In practice, a Data Management Plan (DMP) summarizes the way in which researchers monitor their data over time, no matter their origin or type. Data can in fact come from a functional magnetic resonance apparatus or a particle generator, but can also contain texts, graphs, images, tables and so on.
In reality, some scientists, such as geneticists and astronomers, have used data-related methods for a long time, but, for others, they represent a novelty they now have to deal with. Geneticists, for example, can already count on over 70 metadata information systems, which can range from viruses to oncological images. However, each research community has its own metadata management system, as www.re3data.org shows.
Open Science
DMPs are required to fully realize the so-called open science, whose aim is to make scientific research quickly available and as accessible as possible. Data retention makes it possible to reuse them, compare them and duplicate searches. It also prevents some from embarking on roads that have not led to concrete results.
In addition, when the amount of data is big, artificial intelligence can come in and deal with it much better than humans, especially in the medical field. Healthcare planners, providers and researchers are perfectly aware that the data they collect every day can be translated into valuable information for patients worldwide. Let’s just think, for instance, about the millions of mammograms that are processed everyday…
The fact is that US federal agencies, such as the National Science Foundation and the National Institutes of Health, but also the European Commission, require DMPs to obtain funding. And it is actually requested not only to specify the way in which the data will be produced, but how they will be stored when the research project comes to an end. Those who do not provide open access to the information they have collected for reasons related perhaps to intellectual property or security must have adequate reasons.
Lack of information
The problem lies in the fact that many researchers are not informed thoroughly. A survey carried out last year among over 1,200 young European research fellows and PhD students shows that only a quarter of them had generated a DMP and another quarter did not even know what it was. Many complained about the poor support from the institutions to which they belonged.
Unfortunately, each scientific discipline produces – qualitatively and quantitatively – a big amount of data, so that the variety of DMPs that can be needed is very high. Clearly, a particle generator provides an enormous quantity of data, while an anthropologist typically produces less. There is also research of a conceptual nature, or of a theoretical nature, that do not require any DMP: it is simply impossible to preserve every source, even minimal, of information. A fundamental step, however, concerns the indication of who, after a research project is finished, will keep the data. Choosing a physical person will be unwise; a library will be more appropriate. But even in this case, since libraries do not store personal data, it is advisable to include the data in a specialized computer archive.
Sensitive Data
There is also the problem of sensitive data, especially the medical ones, more than ever vulnerable in our ‘big data’ era. A lot of companies accumulate personal data in order to resell them to third parties, allowing them to hone their marketing strategies or propaganda. These ‘gatherings’ of information are based on individual, demographic and geographical data. Those called “psychographic” are focused on behaviours and attitudes, and usually come from the illegal fishing from smartphones and social networks. Some agencies – as shown during the last presidential campaign in the US – even managed to collect data on voters. The aim was for them to tailor their messages, and, in the end, influence the election.
In this context, as some sensitive data can clearly be obtained in an illegal manner, many research institutions are looking for ways to control them.

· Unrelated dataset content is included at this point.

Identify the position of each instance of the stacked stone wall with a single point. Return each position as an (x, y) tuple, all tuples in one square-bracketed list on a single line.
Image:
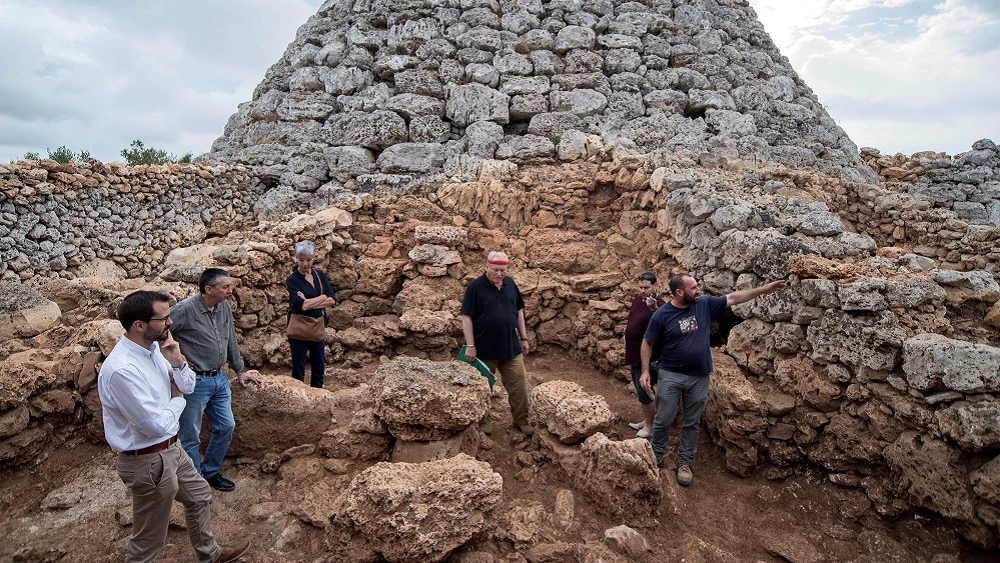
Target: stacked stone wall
[(372, 97), (968, 184), (54, 218), (856, 368)]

Trust protocols have been adopted that allow for transparent exchanges. And, to accelerate the acceptance of what some consider as being just another administrative burden, science professionals and research associations must work to streamline the process and to explain its benefits. Funders and institutions, then, must ensure that data management, and the basic skills of exercising it properly, becomes widespread.
Clearly, some steps are fundamental to producing a good DMP. Online help is available to develop a DMP that fits the requirements of the funding agency on the basis of the association field. Clear objectives about how the data will be archived will clarify the storage space and the formats needed. Other aspects to be touched upon include who will use and manage the data, how and when data will be shared with people outside the association.
We are all perfectly aware that technology can outpace its regulation. But we cannot be afraid of sharing and, at the same time control, the data we generate considering our codes of ethics.
This article was contributed by Franco Viviani, the former President of the International Council for Physical Activity and Fitness Research (ICPAFR) and a professor of Anthropology at the University of Padua, Italy.